Home News Project to make local languages acceptable on internet takes off

Project to make local languages acceptable on internet takes off


The Association of African Universities (AAU) and the Internet Corporation for Assigned Names and Numbers (ICANN) are implementing a project that seeks to make internet more accessible, open, and inclusive in Africa.

The Universal Acceptance (AU) Readiness in African Universities Project, which was launched in Accra on Thursday, seeks to develop systems that would support the ability of internet users in Africa to browse the internet using their own local languages.

The Project seeks to equip African universities and research centres to develop the scripts and make local languages inter-operable on the internet.

Speaking to journalists at the launch, Mr Pierre Danjinou, the Vice President of Global Stakeholder Engagement for Africa – ICANN, expressed concern that millions of people on the continent were not using the internet.

He said the Project would help to address the language barrier and make it possible for individuals who could not communicate in English or French use the internet.

Mr Danjinou said the Project would also ensure that data generated in Africa stayed within the continent.
“In Africa, there are more than 2,500 different languages. What it means is that if we are able to work on those scripts, local languages will be on the internet.

“In that case, you will search using your own local language. This means that people who have a difficulty in English can use their own local language,” he said.

Reverend John Ntim Fodjour, the Deputy Minister of Education, welcomed the Project, saying it would help to address equity aspects of internet access through enabling protocols and principles that promoted a “multilingual Internet”.
He said it was important that young people, computer science students, IT staff and related professionals were not left behind in the developments of the internet industry.

“For our case in Ghana and Africa, Universal Acceptance and Email Address Internationalization will ensure that our email mailbox names can use characters in local languages and scripts,” Rev.

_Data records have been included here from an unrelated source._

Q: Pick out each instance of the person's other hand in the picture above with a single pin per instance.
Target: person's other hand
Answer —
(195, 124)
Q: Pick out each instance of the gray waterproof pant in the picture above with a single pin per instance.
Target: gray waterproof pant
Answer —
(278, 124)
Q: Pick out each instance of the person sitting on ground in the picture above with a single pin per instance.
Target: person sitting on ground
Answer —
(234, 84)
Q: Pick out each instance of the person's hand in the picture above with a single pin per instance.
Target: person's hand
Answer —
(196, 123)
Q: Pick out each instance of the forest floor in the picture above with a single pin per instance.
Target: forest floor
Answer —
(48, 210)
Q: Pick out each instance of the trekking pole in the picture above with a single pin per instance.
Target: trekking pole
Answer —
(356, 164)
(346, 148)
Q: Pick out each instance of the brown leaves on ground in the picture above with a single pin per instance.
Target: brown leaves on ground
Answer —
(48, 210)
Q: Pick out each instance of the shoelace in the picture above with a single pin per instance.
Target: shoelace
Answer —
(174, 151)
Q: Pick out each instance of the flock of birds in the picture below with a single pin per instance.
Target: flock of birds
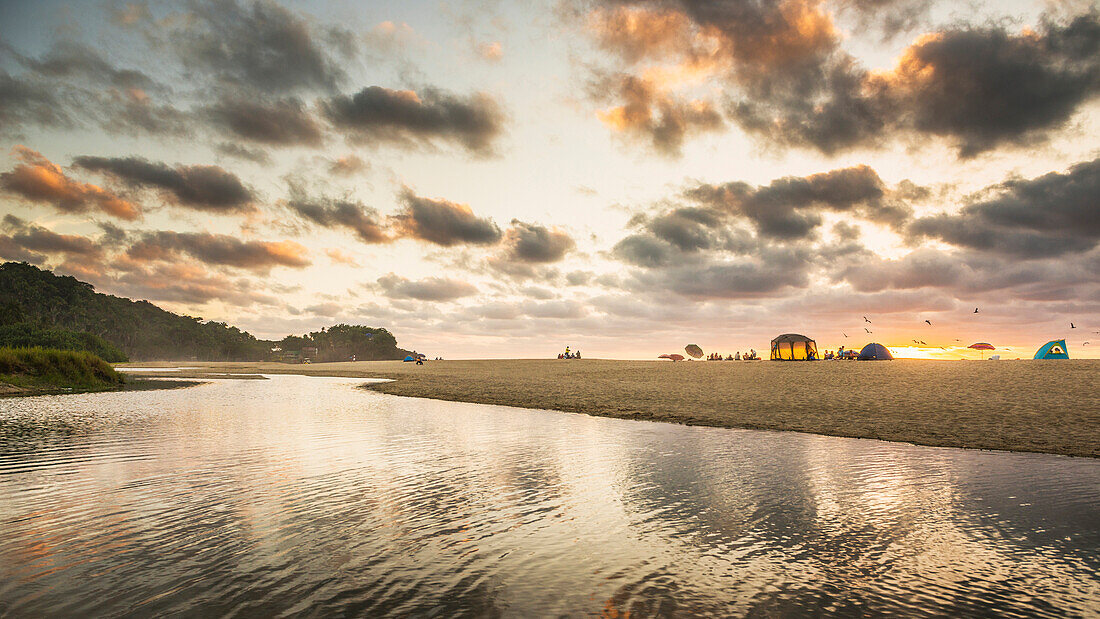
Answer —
(928, 322)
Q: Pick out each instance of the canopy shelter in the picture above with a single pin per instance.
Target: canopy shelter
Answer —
(875, 352)
(1054, 349)
(792, 346)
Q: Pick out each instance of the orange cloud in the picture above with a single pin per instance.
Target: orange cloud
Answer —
(37, 179)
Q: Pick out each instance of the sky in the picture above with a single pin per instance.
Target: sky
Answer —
(502, 179)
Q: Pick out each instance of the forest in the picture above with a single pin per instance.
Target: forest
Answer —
(39, 308)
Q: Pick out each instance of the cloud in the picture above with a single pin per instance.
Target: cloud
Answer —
(655, 117)
(492, 51)
(791, 85)
(985, 87)
(789, 207)
(339, 256)
(260, 45)
(241, 152)
(1054, 213)
(407, 118)
(348, 165)
(36, 179)
(284, 122)
(39, 240)
(427, 289)
(28, 102)
(532, 243)
(442, 222)
(205, 188)
(74, 59)
(363, 221)
(179, 283)
(218, 250)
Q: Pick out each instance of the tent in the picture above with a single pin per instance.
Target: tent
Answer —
(792, 346)
(1054, 349)
(875, 352)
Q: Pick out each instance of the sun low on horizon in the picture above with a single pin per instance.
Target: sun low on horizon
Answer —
(501, 179)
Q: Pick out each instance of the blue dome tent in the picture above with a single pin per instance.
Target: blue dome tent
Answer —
(1054, 349)
(875, 352)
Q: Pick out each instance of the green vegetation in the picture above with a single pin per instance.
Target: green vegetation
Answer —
(25, 335)
(340, 343)
(43, 369)
(44, 302)
(41, 309)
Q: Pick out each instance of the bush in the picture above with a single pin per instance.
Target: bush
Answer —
(25, 335)
(53, 368)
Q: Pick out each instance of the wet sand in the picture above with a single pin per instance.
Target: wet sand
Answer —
(1051, 407)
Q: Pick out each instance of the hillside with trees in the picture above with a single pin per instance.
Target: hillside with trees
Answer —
(39, 308)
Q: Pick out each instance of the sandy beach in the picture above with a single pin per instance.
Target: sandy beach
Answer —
(1051, 407)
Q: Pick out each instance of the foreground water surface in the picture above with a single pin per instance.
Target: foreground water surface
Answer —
(314, 496)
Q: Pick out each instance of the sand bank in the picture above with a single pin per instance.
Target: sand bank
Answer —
(1051, 407)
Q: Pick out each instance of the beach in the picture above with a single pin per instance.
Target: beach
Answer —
(1027, 406)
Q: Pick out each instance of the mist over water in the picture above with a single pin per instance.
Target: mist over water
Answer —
(301, 495)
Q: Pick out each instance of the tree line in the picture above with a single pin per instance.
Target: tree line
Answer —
(44, 309)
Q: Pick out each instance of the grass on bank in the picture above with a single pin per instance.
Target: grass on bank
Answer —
(46, 369)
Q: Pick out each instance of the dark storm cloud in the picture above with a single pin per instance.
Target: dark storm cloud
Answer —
(890, 17)
(769, 273)
(24, 102)
(532, 243)
(261, 45)
(1054, 213)
(662, 120)
(987, 87)
(285, 122)
(74, 59)
(36, 239)
(364, 221)
(427, 289)
(218, 250)
(404, 117)
(206, 188)
(790, 207)
(442, 222)
(39, 180)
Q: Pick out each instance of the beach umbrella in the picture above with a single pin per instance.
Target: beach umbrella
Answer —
(982, 346)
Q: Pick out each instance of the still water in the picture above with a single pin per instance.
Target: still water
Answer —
(312, 496)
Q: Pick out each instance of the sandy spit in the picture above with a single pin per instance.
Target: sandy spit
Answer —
(1049, 407)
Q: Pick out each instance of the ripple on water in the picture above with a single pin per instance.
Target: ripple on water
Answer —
(311, 496)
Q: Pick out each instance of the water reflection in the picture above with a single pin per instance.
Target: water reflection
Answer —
(307, 495)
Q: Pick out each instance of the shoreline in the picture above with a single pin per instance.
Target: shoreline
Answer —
(1005, 407)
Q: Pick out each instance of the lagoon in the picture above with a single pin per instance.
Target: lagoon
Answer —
(312, 496)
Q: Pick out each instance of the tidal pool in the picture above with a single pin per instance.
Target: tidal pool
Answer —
(314, 496)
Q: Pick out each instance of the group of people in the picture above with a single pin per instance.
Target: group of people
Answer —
(568, 354)
(737, 356)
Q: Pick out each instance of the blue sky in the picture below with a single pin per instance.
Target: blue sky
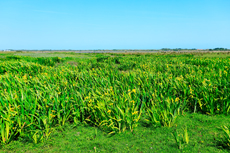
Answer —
(114, 24)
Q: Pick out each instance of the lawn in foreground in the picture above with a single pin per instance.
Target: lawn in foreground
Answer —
(205, 135)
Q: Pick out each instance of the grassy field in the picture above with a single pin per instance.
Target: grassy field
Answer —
(162, 102)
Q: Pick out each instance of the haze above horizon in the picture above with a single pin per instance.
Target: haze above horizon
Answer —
(129, 24)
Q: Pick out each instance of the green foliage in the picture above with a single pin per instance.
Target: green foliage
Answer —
(113, 93)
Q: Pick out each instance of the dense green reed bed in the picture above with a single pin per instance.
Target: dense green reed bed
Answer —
(114, 92)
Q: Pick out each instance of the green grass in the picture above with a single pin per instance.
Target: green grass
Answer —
(205, 135)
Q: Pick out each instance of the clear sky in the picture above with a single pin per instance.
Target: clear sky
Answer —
(114, 24)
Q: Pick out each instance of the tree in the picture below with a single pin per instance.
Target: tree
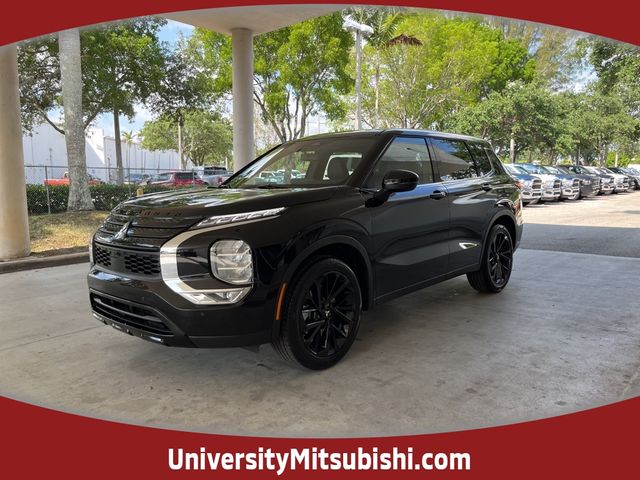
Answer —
(299, 71)
(208, 138)
(454, 63)
(128, 138)
(184, 87)
(522, 116)
(122, 64)
(71, 84)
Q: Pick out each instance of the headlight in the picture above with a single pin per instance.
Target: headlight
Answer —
(232, 262)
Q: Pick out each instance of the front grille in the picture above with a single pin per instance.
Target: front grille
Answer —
(129, 314)
(142, 264)
(127, 261)
(101, 256)
(142, 229)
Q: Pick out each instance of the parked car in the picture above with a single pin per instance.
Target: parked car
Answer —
(589, 183)
(175, 179)
(530, 185)
(633, 175)
(551, 185)
(215, 175)
(606, 181)
(620, 182)
(572, 184)
(296, 263)
(65, 180)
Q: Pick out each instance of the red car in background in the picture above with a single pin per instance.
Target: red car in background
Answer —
(175, 179)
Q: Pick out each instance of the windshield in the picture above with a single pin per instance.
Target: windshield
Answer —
(305, 164)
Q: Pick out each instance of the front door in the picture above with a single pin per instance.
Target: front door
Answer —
(410, 230)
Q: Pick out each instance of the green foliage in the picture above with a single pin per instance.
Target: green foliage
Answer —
(105, 196)
(122, 64)
(525, 111)
(208, 138)
(458, 62)
(298, 71)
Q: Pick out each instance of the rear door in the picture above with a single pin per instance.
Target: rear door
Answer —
(470, 180)
(410, 229)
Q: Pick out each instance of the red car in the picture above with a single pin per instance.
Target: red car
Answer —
(176, 179)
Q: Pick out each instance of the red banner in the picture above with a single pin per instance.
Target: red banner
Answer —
(598, 443)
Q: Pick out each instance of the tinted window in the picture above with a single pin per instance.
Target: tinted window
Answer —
(483, 163)
(313, 162)
(454, 160)
(404, 153)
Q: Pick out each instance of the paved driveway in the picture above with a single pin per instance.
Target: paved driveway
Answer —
(565, 335)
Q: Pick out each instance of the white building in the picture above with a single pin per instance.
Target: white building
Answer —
(46, 147)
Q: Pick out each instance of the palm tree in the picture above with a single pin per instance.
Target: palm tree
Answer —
(384, 23)
(71, 80)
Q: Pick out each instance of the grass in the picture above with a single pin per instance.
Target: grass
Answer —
(63, 232)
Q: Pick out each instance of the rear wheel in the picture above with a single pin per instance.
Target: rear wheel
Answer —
(497, 262)
(321, 316)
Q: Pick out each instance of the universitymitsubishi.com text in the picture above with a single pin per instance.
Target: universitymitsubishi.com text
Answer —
(317, 459)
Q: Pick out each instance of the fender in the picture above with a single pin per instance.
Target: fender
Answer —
(329, 241)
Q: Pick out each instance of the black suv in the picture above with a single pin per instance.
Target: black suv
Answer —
(367, 217)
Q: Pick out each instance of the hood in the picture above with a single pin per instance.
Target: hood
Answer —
(221, 201)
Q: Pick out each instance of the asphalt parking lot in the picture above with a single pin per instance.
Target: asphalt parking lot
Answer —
(564, 336)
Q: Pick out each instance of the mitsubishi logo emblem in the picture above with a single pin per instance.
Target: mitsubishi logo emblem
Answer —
(122, 233)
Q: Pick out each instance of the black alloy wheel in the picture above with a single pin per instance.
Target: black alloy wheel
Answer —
(322, 314)
(497, 262)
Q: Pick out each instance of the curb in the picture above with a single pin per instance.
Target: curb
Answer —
(32, 263)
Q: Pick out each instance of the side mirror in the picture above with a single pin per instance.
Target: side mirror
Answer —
(400, 181)
(393, 182)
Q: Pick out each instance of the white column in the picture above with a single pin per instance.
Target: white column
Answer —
(14, 225)
(242, 66)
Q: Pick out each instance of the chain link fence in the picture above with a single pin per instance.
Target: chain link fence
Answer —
(48, 185)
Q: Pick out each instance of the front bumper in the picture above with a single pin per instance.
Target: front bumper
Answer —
(151, 311)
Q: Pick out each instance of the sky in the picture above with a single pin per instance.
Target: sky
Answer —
(170, 33)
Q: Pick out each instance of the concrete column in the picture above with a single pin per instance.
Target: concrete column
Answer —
(14, 225)
(242, 66)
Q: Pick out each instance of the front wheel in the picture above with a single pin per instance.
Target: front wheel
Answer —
(497, 262)
(322, 314)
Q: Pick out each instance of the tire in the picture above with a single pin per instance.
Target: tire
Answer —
(321, 314)
(495, 268)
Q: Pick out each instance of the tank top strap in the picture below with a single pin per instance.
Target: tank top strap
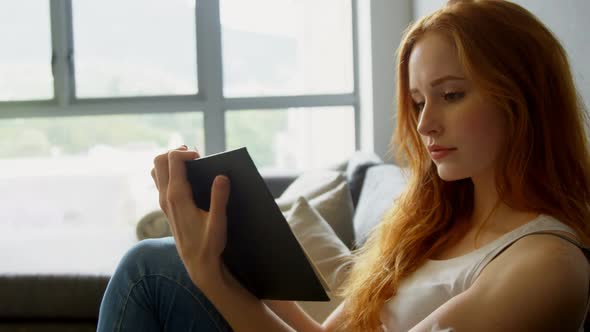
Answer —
(545, 225)
(541, 225)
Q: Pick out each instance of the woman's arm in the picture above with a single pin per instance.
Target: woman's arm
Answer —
(540, 283)
(242, 310)
(292, 313)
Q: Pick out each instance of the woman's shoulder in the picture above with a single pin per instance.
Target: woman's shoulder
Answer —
(551, 273)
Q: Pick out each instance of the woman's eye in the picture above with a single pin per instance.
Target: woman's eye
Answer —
(452, 96)
(418, 106)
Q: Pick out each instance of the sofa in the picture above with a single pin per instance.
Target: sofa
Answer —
(70, 302)
(32, 301)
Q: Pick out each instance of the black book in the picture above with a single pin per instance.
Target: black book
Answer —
(261, 250)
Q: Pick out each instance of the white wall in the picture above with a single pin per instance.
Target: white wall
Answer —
(568, 19)
(380, 26)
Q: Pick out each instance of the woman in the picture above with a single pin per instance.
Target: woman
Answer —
(492, 132)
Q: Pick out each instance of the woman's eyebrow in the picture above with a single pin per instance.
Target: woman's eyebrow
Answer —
(440, 80)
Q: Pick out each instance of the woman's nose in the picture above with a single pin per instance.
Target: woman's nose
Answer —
(428, 122)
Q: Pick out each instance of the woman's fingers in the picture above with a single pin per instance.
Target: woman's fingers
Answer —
(179, 190)
(161, 176)
(219, 197)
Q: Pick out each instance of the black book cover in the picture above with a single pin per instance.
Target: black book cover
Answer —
(261, 251)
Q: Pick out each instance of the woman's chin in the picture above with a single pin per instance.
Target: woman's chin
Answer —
(448, 174)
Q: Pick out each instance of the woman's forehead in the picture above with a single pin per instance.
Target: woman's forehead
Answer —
(432, 57)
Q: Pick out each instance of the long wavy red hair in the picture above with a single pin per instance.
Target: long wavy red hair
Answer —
(521, 66)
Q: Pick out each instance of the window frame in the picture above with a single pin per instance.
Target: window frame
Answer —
(209, 99)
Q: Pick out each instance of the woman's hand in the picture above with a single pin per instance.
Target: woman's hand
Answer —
(200, 236)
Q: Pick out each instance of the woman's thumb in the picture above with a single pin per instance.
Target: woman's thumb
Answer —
(219, 195)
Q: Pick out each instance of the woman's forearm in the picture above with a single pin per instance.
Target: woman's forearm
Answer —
(242, 310)
(294, 315)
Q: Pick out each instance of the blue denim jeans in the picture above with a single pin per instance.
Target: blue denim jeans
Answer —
(151, 291)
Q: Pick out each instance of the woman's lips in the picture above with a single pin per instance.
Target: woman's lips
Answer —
(440, 154)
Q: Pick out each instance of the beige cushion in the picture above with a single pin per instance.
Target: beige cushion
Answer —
(330, 255)
(328, 192)
(310, 184)
(153, 225)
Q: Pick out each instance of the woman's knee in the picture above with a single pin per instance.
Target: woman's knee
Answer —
(151, 256)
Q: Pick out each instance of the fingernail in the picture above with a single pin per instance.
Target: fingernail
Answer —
(221, 179)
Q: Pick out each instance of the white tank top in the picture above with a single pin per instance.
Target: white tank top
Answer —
(437, 281)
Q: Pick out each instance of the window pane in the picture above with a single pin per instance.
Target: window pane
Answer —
(25, 60)
(286, 47)
(293, 139)
(134, 47)
(85, 172)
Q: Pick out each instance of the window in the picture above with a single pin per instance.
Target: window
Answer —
(93, 91)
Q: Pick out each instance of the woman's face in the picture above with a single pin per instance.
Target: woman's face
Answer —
(453, 114)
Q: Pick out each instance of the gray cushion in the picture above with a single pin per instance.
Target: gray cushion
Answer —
(51, 296)
(382, 184)
(355, 171)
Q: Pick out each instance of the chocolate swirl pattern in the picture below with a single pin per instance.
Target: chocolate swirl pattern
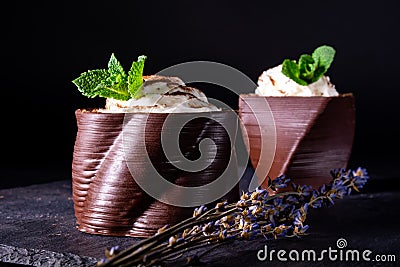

Fodjour said.

Professor Olusola Bandele Oyewole, Secretary General of AAU, said the Project would help to strengthen the accessibility of internet across the continent, with a specific focus on making email systems and other communication platforms of Africa’s higher education institutions ready for Universal Acceptance and Email Address Internationalisation.

“AAU is strategically positioned to use its platform of 420 Vice-Chancellors and 420 Information Technology Directors that will champion the required changes to achieve universally accepted email systems, websites and other digital platforms,” he said.